Приключения доктора - [32]
Вдова, которой, как мы уже говорили, доктор понравился, не сопротивлялась, хотя, возможно, причина ее непротивления крылась в другом. Она, возможно, выигрывала время, собираясь с мыслями, пока Михаил Георгиевич — умело и без спешки — проводил «осмотр».
Пульс у Лидии Захаровны и вправду оказался не в меру учащенным и наполненным так, что и без тонометра[32] диагноз был ясен: тахикардия и повышенное артериальное давление. Волноваться Лидии Захаровне категорически не следовало!
— Лидия Захаровна, — отпустив руку вдовы, обратился к ней Михаил Георгиевич, — не буду скрывать: что бы вы ни чувствовали, но истинное состояние вашего здоровья оставляет желать лучшего. Вам следовало бы принять успокоительных капель и лечь в постель.
— Какая тут может быть постель! — вдова — не без театральщины — всплеснула руками. — Ко мне вламываются, пытаются обворовать, я теряю чуть ли не все запасы моего… вина…
Если инспектор едва не взвился при новом обвинении в воровстве, то сама Лидия Захаровна очень приметно запнулась, заговорив о вине. Оба — инспектор и Лидия Захаровна — обменялись стремительными взглядами и, похоже, пришли к негласному соглашению: более — уж в этот вечер точно — друг друга не задевать!
— …а тут еще и корова эта! — закончила вдова бурное вступление. — Посмотрите на нее: вы удивляетесь, а я так и вовсе поначалу чуть от страха не померла!
— Но девочка…
— Меня Катя зовут!
— Чья же ты, Катя?
— Говорю же: внучка это моя!
— Бабушкина! — подтвердила Катя.
Наступила неловкая тишина: Петр Васильевич не знал, к кому теперь следовало обращаться. Но вдова уже собралась с мыслями, и поэтому молчание длилось недолго. Махнув рукою куда-то в сторону она заговорила:
— Чего уж греха таить: меня тут все воображают злодейкой, истязательницей… да-да, Петр Васильевич: не оправдывайтесь! С вашей это подачи! Как только вы здесь обосновались, всё у меня на ферме пошло прахом… да вы и сами видите: коровник запущен, коровы истощены, молоко — дрянь, покупателей почто что и нет… А ведь еще недавно всё было иначе! Ко мне со всей округи за молоком приходили: лучшей моя ферма считалась. Но… — Лилия Захаровна нахмурилась. — А впрочем, что я такое говорю? Вы правы: всё началось еще раньше — еще со смерти мужа. Нет у меня его деловой хватки, не умею я так вести дела, чтобы и себя не забыть, и другим удовольствие было! Он-то умел… он — царствие ему небесное — как пчелка с утра до ночи годами вился над всем, что у нас было: и ферму, и погреб, и дом, и многое другое пестовал. При нем всё это процветало. Да вот беда: прибрал его Господь, да и как не прибрать, когда человек так надрывается? И — да: всё постепенно стало приходить в упадок. Когда-то из нашего погреба вина к столам вельмож покупали, а теперь… Бочки, кстати, от того времени остались: настоящие бочки! Вино в них было отменное… А дом… когда-то квартиры в нем такие люди арендовали! А сейчас? — рвань, голытьба, нищета беспросветная! Вон они — во дворе столпились: ну что за люди? Срам один, а не квартиранты! Беда, одним словом. Беда, Петр Васильевич. И ваше появление только ускорило и усугубило всё: дела совсем расстроились, пришлось на хитрости пуститься, а там… что получилось, то получилось: позор и стыд, если коротко. Из уважаемой всеми дамы я превратилась в пугало…

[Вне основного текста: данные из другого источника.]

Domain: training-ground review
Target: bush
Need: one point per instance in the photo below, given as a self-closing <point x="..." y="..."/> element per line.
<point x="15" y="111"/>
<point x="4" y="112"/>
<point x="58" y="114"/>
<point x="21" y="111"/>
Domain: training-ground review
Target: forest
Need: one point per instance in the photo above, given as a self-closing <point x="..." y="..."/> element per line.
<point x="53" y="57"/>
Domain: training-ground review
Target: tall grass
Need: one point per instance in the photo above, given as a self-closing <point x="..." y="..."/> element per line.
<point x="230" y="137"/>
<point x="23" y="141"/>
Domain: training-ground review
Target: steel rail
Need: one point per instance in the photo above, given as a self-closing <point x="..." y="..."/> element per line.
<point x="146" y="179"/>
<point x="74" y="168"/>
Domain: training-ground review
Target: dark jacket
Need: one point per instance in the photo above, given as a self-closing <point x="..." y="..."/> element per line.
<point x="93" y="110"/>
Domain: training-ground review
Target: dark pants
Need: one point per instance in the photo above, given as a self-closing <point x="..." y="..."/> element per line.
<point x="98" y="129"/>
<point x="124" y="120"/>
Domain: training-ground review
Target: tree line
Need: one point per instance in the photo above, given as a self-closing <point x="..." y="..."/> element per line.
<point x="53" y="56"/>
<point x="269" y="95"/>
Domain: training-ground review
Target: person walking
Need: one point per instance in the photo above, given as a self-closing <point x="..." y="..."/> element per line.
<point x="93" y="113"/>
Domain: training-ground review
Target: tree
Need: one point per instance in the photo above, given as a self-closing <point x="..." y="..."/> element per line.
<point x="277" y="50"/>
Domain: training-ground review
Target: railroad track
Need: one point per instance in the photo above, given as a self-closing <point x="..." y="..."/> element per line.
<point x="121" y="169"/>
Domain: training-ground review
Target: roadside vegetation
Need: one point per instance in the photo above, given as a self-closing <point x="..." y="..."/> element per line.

Петр Васильевич — смущенный, неловко шевеля руками и переступая с ноги на ногу — хотел было что-то сказать, но Лидия Захаровна оборвала его неожиданно величественным и властным жестом:
— Помолчите! — заявила она. — Говорить, так говорить! Давно хотела высказаться, да случая не представлялось! Так что слушайте уж, не перебивайте!
Петр Васильевич застыл.
— Всё хорошо было у нас с муженьком, одного только не было — детей. Да вот и Константин не даст соврать: давно уже он у Ямщиковой работает, еще с того времени, когда и Ямщиковой здесь никакой в помине не было…
Константин, дворник, согласно кивнул и коротко подтвердил:
— Верно. Еще у прежних владельцев участка работал.
— Вот я и говорю, — продолжила Лидия Захаровна, — может человек подтвердить: сколько ни жили мы с мужем, а детишек Господь нам никак не давал. Уж не знаю, с чего бы нам такое проклятье, но правда есть правда: наверное, согрешила я в чем-то тяжко…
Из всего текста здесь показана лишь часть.